THE TEMPLO MAYOR MUSEUM – MEXICO CITY
Templo Mayor and its ceremonial center was the greatest architectural structure in the city of Tenochtitlan, capital of the Aztec Empire, located on the original islet of its foundation. It was a double temple, a pyramid with two stairways and an annex esplanade on each frontal corner of its base. On its top are the temples dedicated to Tlaloc, god of rain (north) and Huitzilopochtli, goddess of war (south). It is currently an archeological site and a museum dedicated to Mexico’s Prehispanic heritage.

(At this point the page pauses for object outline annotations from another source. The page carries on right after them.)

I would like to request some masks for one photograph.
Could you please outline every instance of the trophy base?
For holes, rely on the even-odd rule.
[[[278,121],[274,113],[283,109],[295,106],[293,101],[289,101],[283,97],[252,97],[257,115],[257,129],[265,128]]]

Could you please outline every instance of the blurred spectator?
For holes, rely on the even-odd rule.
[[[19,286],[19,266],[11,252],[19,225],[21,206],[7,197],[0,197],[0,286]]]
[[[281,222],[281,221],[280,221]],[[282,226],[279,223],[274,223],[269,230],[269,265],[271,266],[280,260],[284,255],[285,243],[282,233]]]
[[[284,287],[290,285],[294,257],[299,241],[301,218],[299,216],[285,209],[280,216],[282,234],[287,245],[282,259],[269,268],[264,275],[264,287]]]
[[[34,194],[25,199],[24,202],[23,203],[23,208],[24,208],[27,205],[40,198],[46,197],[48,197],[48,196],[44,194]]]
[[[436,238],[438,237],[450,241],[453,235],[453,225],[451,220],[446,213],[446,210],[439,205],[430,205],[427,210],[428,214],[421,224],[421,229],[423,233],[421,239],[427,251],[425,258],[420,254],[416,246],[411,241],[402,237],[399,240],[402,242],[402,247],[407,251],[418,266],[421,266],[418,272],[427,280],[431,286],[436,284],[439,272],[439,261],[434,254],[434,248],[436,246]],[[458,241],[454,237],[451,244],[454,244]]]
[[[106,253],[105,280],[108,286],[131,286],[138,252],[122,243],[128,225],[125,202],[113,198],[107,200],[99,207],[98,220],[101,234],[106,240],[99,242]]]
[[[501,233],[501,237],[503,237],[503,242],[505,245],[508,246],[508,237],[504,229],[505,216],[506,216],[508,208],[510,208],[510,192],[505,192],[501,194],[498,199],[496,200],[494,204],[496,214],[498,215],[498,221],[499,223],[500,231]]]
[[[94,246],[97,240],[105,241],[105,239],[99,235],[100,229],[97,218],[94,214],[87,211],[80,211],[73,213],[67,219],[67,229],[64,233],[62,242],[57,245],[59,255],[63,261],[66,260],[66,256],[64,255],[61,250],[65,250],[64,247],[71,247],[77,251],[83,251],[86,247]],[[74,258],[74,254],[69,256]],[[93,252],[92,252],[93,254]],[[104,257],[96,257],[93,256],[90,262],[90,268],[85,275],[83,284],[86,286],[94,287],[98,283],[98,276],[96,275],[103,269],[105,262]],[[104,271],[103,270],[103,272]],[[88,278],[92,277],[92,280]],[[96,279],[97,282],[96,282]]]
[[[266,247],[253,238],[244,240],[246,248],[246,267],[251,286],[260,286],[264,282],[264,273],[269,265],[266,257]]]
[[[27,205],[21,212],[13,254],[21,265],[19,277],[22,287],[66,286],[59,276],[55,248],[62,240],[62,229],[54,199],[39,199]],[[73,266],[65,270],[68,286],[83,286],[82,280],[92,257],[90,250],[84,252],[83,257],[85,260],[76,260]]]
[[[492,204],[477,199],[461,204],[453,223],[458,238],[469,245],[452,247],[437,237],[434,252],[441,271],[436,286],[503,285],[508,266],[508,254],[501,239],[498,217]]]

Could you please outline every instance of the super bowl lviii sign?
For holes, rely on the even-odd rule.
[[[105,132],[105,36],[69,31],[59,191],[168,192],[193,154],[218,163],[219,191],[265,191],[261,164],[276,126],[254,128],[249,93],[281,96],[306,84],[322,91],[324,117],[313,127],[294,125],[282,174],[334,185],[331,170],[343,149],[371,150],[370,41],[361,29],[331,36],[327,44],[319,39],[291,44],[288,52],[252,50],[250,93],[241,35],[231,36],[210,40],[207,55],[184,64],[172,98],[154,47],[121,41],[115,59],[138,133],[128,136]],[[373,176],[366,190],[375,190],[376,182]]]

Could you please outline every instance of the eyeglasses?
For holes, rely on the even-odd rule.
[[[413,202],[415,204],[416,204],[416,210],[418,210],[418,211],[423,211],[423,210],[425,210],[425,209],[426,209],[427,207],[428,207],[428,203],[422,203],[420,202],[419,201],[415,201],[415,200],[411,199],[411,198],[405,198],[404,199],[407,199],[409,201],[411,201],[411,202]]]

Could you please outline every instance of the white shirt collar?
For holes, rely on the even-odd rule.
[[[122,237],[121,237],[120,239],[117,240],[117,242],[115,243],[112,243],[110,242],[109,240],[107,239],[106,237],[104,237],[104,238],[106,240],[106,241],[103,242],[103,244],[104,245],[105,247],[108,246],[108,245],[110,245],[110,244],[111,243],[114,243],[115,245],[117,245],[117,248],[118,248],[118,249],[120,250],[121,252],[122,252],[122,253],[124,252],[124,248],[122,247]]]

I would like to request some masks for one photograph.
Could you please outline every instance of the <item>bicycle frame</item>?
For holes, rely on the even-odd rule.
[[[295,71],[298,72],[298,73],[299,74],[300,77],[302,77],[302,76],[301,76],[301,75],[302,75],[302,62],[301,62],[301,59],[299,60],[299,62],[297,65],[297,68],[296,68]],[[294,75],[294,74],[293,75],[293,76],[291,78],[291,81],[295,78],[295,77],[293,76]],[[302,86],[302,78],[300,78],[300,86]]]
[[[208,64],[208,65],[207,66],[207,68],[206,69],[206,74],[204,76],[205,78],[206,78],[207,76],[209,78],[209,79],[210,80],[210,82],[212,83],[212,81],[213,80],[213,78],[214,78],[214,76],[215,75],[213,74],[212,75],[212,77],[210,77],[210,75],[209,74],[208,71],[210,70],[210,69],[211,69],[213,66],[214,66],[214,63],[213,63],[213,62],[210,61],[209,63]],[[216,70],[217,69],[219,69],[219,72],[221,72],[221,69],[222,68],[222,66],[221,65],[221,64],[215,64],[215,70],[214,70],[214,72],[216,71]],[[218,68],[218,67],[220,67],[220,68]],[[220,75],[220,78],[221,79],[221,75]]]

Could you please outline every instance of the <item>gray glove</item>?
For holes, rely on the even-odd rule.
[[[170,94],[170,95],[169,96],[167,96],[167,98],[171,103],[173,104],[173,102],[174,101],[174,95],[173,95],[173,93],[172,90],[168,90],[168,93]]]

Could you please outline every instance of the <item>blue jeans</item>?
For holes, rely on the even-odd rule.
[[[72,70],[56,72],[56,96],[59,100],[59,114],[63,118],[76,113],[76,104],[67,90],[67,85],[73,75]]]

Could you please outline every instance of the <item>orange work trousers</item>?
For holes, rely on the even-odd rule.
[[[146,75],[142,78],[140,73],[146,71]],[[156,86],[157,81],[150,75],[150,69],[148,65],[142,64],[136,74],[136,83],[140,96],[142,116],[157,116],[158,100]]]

This museum exhibits the more than 7,000 objects found in archaeological excavations of the Coyolxauhqui monolith that took place between 1978 and 1982 on the site of what was once the Main Temple of Mexica peoples. The museum recreates the duality of life and death, water and war, agriculture and tribute, symbols of Tlaloc and Huitzilopachtil, deities to whom the Main Temple of Tenochititlan was dedicated. The collection shows the political, military and aesthetic relevance of the city that dominated Mesoamerica before the Spaniards arrived. The Coyolxauhqui monolith discovery in 1978, enabled the archaeologists to find the exact place where the pyramid stood, since the Huitzilopochtli myth tells that he threw his sister down from Coatepec mountain.